Her eyes widened as much as they were able. She opened her mouth to speak and then clamped her jaw shut. I knew she hadn't actually thought I would be buying any place in Jewel City, let alone something with a 3.5 million dollar price point. She had merely thought I was attractive and had humored me because of it, maybe indulging a little in her own wild hopes or fantasies that I might take interest in her because of it.
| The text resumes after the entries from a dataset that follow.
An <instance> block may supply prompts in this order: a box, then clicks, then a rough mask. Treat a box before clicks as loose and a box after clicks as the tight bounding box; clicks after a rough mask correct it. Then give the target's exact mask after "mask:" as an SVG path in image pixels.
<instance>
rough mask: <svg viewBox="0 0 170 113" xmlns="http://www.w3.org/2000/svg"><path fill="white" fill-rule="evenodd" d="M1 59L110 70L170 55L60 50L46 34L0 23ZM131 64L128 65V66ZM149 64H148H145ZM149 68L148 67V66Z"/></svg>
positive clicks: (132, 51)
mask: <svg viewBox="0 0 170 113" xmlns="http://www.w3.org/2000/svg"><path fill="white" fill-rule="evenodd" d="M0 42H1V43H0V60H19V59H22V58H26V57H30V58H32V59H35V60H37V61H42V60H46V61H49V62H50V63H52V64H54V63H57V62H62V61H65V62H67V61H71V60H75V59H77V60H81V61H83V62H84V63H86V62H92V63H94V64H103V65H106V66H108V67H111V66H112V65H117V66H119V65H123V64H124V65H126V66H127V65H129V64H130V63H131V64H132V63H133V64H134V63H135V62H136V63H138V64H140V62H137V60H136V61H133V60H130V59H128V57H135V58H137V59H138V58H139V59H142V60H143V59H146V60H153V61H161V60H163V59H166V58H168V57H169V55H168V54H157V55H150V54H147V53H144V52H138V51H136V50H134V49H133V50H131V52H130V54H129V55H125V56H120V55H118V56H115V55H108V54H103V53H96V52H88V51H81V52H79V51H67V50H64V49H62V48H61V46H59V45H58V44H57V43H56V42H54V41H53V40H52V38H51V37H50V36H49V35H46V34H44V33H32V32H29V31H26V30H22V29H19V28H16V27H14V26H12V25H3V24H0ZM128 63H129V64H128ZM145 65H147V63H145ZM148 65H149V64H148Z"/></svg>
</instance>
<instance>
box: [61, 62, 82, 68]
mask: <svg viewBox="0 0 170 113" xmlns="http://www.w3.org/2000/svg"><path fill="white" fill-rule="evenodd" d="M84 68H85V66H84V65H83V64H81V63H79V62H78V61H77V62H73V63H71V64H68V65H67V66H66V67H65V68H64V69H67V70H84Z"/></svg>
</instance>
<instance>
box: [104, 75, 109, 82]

Now she was caught entirely off guard. I could tell she thought I was playing a game with her. Her droopy eyes narrowed, but it was a moment before she spoke again, "The owner wants cash, you understand," she said far more sharply than before, "He'll want payment immediately."

"That's not a problem," I said, shrugging my backpack off of my shoulders. I unzipped the bag and made a show of displaying a couple of the stacks of money stashed inside. "Can I bring it to him now? I'd like to move in as soon as possible."

Her cheeks flushed with color. "What is this?"

I smiled, "What do you mean?"

"Who are you?" she cocked her head. She was backing away slowly now, and I realized I had probably scared her.

I put the backpack down on the hard wood and raised my hands defensively. "Oh, no. Please, I'm sorry. I didn't mean to make you uncomfortable. I know it's quite a bit more cash then people are used to seeing. But I brought it with me so that I could make a home purchase immediately."

She bit her lip, glancing down at my backpack, "You didn't... you didn't rob a bank or something?" she asked.

I laughed, "Oh, no, nothing like that. I just come from a wealthy family, and my father always instilled in me the value of paying in cash."

She didn't look terribly convinced, but she relaxed a little. Then she pasted on the best fake grin she could muster. "I'll call the owner and draw up the paperwork."

I nodded and picked up my backpack, slinging it back over my shoulder. I turned back to the window and peered out, down onto the streets so very far below. It was raining now. Droplets pelted the window harder and harder. I placed my hand on the cold glass and pressed my forehead against it, closing my eyes, feeling the vibrations of the rain on the smooth surface. I pictured her hand on my cheek, her eyelashes in the light, not heavy and coated with black like this woman's, but light and wispy, barely visible against her skin.

Where are you Wild?

I thought of her face staring down at me from the ship. Then his voice came to me, my father, the last words I hear from him echoing in the back of my mind for the first time in a long time: "I won't have to worry about her. She's long dead. But if I find you, I will kill you. All because of that little primitive."

"I am a wild little primitive," she used to laugh and say. But I didn't like the word, and I didn't like the way he had said it, with so much hate his eyes glowed with it. 

Thunder sounded somewhere distant, and my eyes shot open.

Another clap of thunder shot through the skies, and I looked up to see the lightening flashing through the clouds. I felt like God himself was warning me that, just like the men who were constructing the tower of babel, my father was playing with something he did not understand.